AeroGear Crypto is a small Java library provided by AeroGear. It supports authenticated symmetric encryption, elliptic curve cryptography, and password-based key derivation. It also provides sensible defaults for algorithms. AeroGear Crypto depends on Spongy Castle for Android and Bouncy Castle for other platforms. The library is also available for iOS, Windows Phone and Cordova.

Conceal

In an attempt to find a fast and memory-efficient way to encrypt and authenticate large files on SD cards, Facebook developed Conceal. Conceal supports both authentication and encryption, and provides default implementations for key management.
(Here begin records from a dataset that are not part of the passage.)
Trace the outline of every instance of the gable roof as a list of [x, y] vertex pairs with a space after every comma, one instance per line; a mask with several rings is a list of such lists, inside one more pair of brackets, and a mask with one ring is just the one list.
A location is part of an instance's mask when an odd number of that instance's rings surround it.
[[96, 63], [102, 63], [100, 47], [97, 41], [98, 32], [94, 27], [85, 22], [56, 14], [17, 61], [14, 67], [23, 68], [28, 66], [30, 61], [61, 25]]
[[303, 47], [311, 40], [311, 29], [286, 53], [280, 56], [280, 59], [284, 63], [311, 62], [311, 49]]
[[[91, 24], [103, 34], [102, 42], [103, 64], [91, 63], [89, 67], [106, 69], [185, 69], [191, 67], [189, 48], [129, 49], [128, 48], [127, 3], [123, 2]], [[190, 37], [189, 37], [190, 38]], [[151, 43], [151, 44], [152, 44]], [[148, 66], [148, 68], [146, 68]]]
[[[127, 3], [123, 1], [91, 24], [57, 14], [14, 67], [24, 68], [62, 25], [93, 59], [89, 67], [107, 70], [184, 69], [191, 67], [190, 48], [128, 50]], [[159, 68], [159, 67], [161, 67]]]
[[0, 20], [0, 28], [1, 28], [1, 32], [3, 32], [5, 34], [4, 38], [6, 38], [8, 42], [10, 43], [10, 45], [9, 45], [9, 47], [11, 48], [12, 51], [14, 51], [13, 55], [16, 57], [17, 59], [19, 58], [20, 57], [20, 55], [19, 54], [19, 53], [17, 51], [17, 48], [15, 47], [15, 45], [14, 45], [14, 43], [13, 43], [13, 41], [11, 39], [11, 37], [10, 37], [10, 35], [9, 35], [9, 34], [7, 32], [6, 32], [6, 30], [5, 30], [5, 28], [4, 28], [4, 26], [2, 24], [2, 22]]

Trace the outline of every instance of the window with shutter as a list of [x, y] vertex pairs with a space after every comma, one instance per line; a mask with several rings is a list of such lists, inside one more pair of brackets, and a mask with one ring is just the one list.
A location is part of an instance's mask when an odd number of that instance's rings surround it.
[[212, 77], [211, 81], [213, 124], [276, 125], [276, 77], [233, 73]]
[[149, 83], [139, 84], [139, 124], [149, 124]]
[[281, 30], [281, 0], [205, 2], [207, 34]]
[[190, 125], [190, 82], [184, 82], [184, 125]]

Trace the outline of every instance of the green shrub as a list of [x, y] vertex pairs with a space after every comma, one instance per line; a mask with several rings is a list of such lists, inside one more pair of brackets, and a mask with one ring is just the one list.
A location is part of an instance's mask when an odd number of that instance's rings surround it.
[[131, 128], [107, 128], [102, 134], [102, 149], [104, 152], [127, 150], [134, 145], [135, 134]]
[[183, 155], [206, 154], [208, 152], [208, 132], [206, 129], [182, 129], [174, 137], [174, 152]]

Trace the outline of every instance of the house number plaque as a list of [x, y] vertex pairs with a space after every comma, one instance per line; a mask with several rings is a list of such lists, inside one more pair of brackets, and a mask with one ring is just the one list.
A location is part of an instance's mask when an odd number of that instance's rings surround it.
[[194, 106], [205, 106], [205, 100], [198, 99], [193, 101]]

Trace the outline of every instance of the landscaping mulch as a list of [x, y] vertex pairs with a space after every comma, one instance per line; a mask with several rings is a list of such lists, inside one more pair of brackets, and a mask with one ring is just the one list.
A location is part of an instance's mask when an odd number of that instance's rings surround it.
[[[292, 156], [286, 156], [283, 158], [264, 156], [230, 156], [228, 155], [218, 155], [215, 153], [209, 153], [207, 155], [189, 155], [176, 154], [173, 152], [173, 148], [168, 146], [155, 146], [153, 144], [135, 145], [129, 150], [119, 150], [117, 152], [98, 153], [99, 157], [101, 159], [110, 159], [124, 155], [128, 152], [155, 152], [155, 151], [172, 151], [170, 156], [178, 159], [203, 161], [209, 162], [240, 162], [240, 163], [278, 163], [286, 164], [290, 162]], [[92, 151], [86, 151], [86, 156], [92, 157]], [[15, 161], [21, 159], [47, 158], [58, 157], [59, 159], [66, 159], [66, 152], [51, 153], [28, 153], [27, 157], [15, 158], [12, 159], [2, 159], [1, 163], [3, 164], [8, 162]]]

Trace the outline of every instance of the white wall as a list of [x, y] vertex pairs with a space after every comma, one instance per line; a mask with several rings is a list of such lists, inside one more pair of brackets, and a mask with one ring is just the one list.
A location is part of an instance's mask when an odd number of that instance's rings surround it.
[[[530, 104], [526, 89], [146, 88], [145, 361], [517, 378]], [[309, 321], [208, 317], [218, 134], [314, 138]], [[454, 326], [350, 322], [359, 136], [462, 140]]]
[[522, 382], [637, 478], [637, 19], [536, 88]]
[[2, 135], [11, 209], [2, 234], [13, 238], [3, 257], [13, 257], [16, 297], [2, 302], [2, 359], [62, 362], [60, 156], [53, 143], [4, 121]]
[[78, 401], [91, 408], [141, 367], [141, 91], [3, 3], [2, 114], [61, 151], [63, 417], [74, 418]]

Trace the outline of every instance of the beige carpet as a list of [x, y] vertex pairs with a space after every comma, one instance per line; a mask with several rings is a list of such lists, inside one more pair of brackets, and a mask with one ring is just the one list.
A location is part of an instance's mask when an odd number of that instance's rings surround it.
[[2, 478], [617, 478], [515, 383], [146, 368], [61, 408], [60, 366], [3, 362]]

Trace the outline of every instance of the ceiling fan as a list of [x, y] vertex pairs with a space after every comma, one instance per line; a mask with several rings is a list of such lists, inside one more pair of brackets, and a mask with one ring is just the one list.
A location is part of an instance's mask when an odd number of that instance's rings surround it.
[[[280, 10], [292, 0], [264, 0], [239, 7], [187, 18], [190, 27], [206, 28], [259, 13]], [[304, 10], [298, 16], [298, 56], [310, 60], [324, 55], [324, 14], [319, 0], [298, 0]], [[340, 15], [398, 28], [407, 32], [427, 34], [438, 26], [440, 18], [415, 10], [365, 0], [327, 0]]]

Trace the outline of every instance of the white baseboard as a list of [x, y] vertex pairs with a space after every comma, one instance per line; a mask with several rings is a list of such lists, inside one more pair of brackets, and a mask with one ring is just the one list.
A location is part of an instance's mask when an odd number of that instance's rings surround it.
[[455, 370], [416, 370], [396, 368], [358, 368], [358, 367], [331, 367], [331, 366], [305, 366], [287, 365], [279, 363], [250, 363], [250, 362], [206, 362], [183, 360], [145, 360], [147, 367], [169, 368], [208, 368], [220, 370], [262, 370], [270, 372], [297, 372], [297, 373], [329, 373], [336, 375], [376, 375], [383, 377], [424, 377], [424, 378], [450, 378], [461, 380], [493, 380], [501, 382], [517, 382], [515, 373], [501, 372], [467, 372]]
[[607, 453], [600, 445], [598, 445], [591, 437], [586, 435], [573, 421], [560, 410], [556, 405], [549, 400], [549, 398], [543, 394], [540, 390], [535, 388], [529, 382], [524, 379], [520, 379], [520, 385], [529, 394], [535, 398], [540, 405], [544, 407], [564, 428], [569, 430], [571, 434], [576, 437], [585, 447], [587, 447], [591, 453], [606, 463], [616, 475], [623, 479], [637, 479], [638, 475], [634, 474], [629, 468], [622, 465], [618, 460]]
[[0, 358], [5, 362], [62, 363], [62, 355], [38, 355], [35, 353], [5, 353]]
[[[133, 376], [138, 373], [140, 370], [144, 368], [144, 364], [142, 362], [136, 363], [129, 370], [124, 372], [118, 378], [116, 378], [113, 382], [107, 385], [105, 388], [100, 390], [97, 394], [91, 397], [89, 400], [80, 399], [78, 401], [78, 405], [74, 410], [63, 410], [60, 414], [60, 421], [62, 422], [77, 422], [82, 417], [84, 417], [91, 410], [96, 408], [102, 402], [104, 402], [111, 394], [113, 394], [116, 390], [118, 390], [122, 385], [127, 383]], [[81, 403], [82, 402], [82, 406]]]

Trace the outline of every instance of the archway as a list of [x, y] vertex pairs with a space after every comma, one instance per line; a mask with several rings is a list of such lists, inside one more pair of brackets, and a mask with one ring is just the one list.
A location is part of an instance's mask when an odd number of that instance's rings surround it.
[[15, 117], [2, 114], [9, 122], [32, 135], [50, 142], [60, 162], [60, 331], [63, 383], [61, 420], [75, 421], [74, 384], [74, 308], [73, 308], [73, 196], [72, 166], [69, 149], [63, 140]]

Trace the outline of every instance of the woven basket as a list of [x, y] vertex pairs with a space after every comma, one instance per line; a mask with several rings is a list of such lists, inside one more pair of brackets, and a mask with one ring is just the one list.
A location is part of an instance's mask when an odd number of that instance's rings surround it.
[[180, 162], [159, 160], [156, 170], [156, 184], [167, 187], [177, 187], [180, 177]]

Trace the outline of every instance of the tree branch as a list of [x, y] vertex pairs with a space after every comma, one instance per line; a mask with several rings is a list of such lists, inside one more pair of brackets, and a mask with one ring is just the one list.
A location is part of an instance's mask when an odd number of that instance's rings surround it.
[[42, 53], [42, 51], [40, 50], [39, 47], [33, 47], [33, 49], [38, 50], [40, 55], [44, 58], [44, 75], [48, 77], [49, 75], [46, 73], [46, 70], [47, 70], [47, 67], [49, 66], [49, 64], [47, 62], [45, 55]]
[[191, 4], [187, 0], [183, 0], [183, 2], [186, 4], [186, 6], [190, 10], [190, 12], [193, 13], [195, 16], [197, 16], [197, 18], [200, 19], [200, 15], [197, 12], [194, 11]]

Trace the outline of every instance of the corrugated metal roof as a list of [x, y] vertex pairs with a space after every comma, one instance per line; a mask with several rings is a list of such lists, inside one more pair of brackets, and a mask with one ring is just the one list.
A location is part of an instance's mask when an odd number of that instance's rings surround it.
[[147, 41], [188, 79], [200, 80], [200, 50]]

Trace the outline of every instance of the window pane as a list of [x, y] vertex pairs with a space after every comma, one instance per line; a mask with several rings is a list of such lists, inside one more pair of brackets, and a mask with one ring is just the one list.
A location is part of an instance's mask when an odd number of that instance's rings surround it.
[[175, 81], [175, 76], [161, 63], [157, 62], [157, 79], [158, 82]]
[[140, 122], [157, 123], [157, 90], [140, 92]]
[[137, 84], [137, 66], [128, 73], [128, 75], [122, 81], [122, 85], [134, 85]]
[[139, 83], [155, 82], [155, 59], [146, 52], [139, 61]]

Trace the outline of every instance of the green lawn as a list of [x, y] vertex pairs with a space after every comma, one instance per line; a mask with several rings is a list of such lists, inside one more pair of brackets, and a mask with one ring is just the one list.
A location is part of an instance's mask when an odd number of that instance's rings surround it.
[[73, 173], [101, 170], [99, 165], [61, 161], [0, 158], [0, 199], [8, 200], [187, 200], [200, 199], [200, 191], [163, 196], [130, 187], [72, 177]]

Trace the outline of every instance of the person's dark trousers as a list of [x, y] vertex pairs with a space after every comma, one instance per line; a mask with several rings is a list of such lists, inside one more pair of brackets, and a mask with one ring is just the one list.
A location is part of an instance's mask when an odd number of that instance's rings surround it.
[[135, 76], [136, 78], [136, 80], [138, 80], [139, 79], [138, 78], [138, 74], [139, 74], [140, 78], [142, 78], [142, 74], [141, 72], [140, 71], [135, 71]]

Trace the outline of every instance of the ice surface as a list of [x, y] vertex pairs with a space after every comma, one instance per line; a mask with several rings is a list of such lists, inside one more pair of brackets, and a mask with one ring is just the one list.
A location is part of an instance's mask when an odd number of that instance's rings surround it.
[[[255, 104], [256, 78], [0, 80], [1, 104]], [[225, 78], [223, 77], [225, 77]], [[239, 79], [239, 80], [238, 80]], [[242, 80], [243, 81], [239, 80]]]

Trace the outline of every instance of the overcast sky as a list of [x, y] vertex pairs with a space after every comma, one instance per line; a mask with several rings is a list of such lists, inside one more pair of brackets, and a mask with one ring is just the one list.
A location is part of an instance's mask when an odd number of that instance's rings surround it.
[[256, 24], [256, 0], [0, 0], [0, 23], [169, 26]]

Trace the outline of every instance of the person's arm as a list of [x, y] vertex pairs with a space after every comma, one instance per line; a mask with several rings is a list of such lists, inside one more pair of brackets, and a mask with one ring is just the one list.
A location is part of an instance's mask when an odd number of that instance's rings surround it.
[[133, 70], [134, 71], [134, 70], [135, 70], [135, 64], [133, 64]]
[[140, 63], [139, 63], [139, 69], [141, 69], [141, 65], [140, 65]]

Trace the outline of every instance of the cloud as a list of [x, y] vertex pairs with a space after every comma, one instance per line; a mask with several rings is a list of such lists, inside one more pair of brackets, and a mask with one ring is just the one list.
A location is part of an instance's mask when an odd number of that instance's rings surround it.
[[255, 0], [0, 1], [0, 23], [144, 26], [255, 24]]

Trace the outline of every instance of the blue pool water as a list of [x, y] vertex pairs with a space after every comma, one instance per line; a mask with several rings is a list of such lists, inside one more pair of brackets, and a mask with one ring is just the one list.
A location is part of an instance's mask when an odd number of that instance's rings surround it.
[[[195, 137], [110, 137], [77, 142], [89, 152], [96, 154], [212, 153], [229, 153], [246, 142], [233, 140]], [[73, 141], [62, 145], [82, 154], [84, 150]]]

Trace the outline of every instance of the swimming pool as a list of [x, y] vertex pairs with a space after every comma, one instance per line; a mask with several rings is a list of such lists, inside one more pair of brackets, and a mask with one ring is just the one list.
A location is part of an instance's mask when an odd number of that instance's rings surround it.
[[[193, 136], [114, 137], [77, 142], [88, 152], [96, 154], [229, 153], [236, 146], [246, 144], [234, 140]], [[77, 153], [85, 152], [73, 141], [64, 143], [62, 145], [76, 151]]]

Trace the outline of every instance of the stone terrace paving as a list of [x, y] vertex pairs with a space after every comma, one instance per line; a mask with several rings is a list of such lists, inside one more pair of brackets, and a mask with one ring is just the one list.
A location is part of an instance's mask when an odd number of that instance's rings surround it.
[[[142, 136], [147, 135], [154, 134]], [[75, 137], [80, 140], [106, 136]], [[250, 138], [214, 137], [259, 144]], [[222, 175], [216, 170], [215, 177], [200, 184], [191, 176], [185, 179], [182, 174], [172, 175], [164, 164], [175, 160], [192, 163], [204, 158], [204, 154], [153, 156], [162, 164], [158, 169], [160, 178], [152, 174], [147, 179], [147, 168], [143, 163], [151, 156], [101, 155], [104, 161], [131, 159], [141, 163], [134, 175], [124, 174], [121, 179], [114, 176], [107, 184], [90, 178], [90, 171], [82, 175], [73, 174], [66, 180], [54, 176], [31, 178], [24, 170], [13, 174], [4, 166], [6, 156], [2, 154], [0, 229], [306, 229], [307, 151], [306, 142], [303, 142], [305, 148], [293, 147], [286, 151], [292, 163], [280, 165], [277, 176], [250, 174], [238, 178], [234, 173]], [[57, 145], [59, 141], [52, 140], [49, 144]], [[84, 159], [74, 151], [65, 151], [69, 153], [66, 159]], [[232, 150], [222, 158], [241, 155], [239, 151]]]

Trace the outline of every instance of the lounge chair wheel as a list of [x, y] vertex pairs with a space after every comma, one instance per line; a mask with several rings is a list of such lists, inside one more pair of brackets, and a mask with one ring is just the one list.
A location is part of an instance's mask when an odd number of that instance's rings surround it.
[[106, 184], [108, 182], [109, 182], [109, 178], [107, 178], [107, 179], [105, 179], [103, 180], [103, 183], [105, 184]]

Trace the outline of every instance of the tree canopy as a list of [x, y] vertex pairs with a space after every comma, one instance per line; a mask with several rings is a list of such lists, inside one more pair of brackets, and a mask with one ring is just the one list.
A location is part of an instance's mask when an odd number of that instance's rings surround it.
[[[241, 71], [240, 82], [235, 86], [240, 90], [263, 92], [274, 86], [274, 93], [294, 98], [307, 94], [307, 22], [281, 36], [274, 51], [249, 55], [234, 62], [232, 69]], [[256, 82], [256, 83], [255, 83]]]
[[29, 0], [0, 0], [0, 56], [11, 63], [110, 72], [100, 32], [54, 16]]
It uses OpenSSL, but includes only the necessary parts of it, thereby keeping its size at 85KB. Results published on the site of the library show that Conceal outperforms Bouncy Castle.

A summarised view of the libraries presented above is given in the following table. Note that, although all these libraries aim to safely fill in the gaps for developers that are new to cryptography, advanced developers can skip the defaults and specify all the details themselves (as they would do when using any crypto library).

Library Company License
AeroGear Crypto AeroGear Apache 2.0
Conceal Facebook BSD
Keyczar Apache 2.0

To sum up

If you are a mobile developer, you need to spend time making your applications usable, functional, and attractive BUT you also have to spend time making your application secure. If you do not know how to do so or if you’re worried that you might not get it right, then use one of the libraries described in this article in order to get started. No matter what cryptographic tools you decide to use, avoid implementing your own cryptographic algorithms and/or protocols; use only algorithms and protocols that are widely used, accepted, and ones that users have already spent enough time trying to break.